In previous downturns, marketers were driven to:
- Focus on large, historically profitable customers, geographies, and market segments
- Emphasize traditional media, such as TV and print ads, while cutting back on new advertising vehicles
- Slash back office sales overhead while investing in frontline salespeople
Because the economic downturn is so profound, and affecting everyone in very different but specific ways, and because traditional media has declined in importance as the Internet and social networking achieved meaningful scale, and because people buy differently than they did in the past – those old rules for marketers in a downturn will not work this time around.
The recommendation for this downturn?
First off, companies need to get very granular in prioritizing the geographies that they will compete in. With the complex impact of this economic downturn, you can find cities that have a high growth potential even within regions that don’t. The authors of the article use the example of a beverage company that had access to micromarket data and found that the price sensitivity of people varied as much as a factor 13 across regional markets, a factor 5 across cities within them, and a factor 3 across zip codes within individual cities. When you know how to redeploy you scarce resources across those zip codes, cities and regions that have the least price sensitivity you will increase your profitability dramatically compared to those competitors who will slash across the board.

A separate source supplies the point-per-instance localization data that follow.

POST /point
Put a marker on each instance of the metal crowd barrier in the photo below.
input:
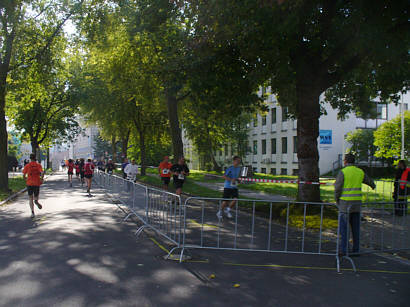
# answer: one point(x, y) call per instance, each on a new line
point(260, 225)
point(157, 209)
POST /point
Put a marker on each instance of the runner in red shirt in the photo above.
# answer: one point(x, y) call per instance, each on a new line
point(164, 170)
point(70, 166)
point(33, 174)
point(88, 174)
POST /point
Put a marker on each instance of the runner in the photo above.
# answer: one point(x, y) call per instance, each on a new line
point(88, 173)
point(179, 171)
point(34, 175)
point(131, 170)
point(230, 188)
point(101, 165)
point(81, 167)
point(110, 167)
point(77, 168)
point(70, 172)
point(123, 166)
point(164, 171)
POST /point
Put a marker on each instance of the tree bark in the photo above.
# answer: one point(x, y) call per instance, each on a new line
point(48, 158)
point(124, 143)
point(175, 129)
point(114, 148)
point(308, 133)
point(143, 152)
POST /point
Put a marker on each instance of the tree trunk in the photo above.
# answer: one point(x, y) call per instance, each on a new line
point(4, 181)
point(308, 133)
point(34, 150)
point(114, 148)
point(143, 152)
point(124, 144)
point(175, 129)
point(48, 158)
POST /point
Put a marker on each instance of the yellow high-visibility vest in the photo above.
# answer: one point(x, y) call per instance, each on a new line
point(352, 186)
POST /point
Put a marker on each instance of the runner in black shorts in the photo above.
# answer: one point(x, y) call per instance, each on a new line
point(179, 171)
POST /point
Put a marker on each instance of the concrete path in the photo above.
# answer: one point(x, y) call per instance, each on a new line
point(78, 253)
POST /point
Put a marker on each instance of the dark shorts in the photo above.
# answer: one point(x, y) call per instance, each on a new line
point(165, 180)
point(178, 184)
point(33, 190)
point(231, 193)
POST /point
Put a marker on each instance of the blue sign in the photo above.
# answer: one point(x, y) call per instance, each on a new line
point(325, 137)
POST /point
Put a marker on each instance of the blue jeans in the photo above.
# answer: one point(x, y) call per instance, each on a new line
point(354, 221)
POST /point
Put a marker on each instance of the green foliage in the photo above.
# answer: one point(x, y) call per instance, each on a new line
point(387, 138)
point(361, 141)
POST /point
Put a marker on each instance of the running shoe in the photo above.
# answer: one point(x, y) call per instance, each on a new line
point(219, 214)
point(228, 213)
point(38, 204)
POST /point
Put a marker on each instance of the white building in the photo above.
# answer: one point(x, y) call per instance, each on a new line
point(273, 138)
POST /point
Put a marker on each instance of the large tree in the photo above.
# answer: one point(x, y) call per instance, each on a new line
point(352, 50)
point(22, 44)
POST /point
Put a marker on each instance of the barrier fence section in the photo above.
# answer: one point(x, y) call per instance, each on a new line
point(157, 209)
point(262, 226)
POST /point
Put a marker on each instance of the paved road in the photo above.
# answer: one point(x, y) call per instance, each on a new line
point(78, 253)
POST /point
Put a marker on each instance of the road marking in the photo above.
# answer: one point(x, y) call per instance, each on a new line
point(192, 221)
point(308, 268)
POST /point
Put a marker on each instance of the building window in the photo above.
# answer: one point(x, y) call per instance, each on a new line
point(285, 114)
point(273, 115)
point(264, 120)
point(255, 121)
point(285, 145)
point(273, 146)
point(381, 111)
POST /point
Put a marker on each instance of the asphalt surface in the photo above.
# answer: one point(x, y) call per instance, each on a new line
point(78, 252)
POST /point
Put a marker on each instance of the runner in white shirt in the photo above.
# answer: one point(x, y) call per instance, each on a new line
point(131, 170)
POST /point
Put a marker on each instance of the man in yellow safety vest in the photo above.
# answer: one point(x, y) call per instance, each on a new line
point(348, 195)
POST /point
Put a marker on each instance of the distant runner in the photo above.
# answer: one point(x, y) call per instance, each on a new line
point(230, 188)
point(81, 167)
point(131, 170)
point(88, 173)
point(123, 166)
point(164, 171)
point(70, 172)
point(34, 175)
point(179, 172)
point(110, 167)
point(77, 168)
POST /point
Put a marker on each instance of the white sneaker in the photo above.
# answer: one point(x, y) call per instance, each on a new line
point(219, 214)
point(228, 213)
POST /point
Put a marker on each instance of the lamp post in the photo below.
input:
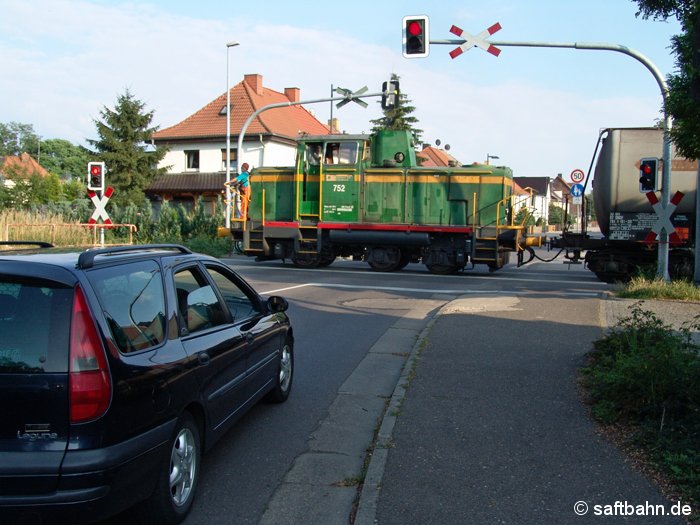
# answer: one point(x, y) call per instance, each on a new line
point(229, 45)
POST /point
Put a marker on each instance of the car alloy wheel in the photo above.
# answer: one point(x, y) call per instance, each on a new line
point(286, 363)
point(183, 466)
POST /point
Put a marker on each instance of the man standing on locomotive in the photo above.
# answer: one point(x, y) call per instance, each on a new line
point(242, 182)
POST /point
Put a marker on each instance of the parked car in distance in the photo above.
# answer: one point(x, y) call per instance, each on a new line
point(119, 367)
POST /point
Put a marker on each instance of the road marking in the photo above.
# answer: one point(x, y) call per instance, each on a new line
point(429, 290)
point(380, 275)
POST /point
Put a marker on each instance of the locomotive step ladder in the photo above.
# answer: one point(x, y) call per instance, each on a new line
point(308, 240)
point(254, 237)
point(486, 245)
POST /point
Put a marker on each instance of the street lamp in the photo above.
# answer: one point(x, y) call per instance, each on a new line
point(229, 45)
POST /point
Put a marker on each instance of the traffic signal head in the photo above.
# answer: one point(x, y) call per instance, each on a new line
point(96, 176)
point(648, 169)
point(390, 94)
point(416, 36)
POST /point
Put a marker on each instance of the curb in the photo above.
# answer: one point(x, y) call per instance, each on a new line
point(369, 495)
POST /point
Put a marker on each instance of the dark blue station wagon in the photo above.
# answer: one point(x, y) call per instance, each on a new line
point(119, 367)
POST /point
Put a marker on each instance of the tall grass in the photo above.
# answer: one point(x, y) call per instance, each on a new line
point(656, 288)
point(196, 229)
point(50, 227)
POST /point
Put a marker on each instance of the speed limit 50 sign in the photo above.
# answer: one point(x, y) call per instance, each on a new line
point(577, 176)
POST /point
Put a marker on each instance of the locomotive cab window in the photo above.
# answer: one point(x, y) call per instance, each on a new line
point(313, 153)
point(341, 153)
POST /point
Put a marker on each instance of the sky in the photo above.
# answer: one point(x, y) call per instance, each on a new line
point(538, 110)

For b2b companies, the authors argue that a fresh look at segments will not be enough and they recommend doing the analysis on a customer-by-customer basis, saying that:
“Of course, they must start by assessing the basics: whether a customer has enough cash or liquidity and the likelihood that such funds will survive. Then they should think about how the crisis will affect all aspects of their profitability.”
When it comes down to looking at how to invest marketing and sales resources, besides investing in those geographies and customers with the largest profit potential, the authors recommend a mix of traditional and new vehicles, with the latter typically accounting for 10-15% of spending. Don’t use reach and cost as your metrics to evaluate where to invest – instead focus on quality – or the ability to influence customers.
On reprioritizing sales functions the authors have the following to say:
“As we have seen, in tough times companies try to improve their profits by reducing sales overheads while concentrating resources on the frontline sales force. But today’s sales teams use newer kinds of support that are too important to cut indiscriminately: they play strategic roles in the sales process and are critical to serving the most profitable customers and to converting new prospects. An executive who slashes these support functions as part of a broad cost-cutting campaign risks severely damaging the sales force’s effectiveness.”
And of course, and as the article points out, there are things in marketing that never get outmoded – including the constant need to reevaluate the value proposition of your brands, the fine-tuning of your products and pricing, and the cost management of your agencies.
All that being said, it is going to be interesting to see how companies with micromarket data who can develop microtargeting capabilities using a mix of traditional and social media marketing will do compared to their peers who don’t.